Soutenues par les pères fondateurs de Viva Tech (LMVH, BPI, BNB Parisbas,Google), les start-up brillent devant un public critique mais surtout curieux des pitchs (3 minutes pour convaincre) qui se succèdent à un rythme effrené. Ainsi, l’invention de Lambert Trenoras, fondateur de Gyrolift, une société qui développe un nouveau modèle de fauteuil roulant vertical, reçoit un franc succès et le soutien de TF1. Il promet de faire bouger les 8 millions de personnes à mobilité réduite que compte la France.

 

Fight Code

 

La majeure partie des innovations présentées dans le cadre de ce rendez-vous technologique, sont conçues grâce notamment à une bonne connaissance des outils informatiques et plus précisément du codage. Pour illustrer cela auprès du grand public, les développeurs se lancent dans une lutte ludique sur une scène spécialement aménagée durant le samedi, dernier jour de l’événement. Les affrontements sur le ring de codage sont ponctués de récompense et même ceux qui ne comprennent rien à l’informatique suivent les combats avec curiosité.

 

IA, le cœur névralgique

 

L’interview de Matthew Hancock, secrétaire d’état à la culture, aux médias et au sport britannique, illustre parfaitement l’engouement autour de l’utilisation et du développement de l’IA. « Démystifier l’IA », reste le mot d’ordre des différents acteurs du numérique présents à Viva Tech. Souvent, la peur d’une perte de contrôle réside dans l’incompréhension du fonctionnement des algorithmes et de ces nouveaux outils.

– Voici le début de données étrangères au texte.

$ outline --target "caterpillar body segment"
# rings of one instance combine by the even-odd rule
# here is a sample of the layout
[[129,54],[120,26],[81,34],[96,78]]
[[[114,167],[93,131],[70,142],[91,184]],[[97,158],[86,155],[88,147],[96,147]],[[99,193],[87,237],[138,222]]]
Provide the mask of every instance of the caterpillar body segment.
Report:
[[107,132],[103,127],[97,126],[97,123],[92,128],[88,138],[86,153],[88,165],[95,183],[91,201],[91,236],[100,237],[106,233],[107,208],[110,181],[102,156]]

De Lydia Babaci-Victor (Directrice du développement pour la groupe Vinci) à Mark Zuckerberg, tous les intervenants font l’apologie du potentiel de l’IA. Nicolas Bouzou, présent sur le stand de ManPower explique devant un public attentif, que l’IA n’est pas une menace pour les emplois. De son côté, Lydia Babaci-Victor est persuadée que la peur engendrée par l’IA s’efface en démontrant au grand public les avantages dans le quotidien.

 

Rêves Accessibles

 

Tout en promesses et en démonstrations futuristes, l’édition 2018 de Viva Technology montre l’intérêt de tous pour la transition numérique, les nouveaux usages et les outils de demain. Cette « Grand-Messe de la Technologie » voulue par Maurice Levy pour placer la France au centre du monde digital augure d’un bel avenir pour les startup mais surtout d’un beau développement des usages de la technologie dans beaucoup de domaines.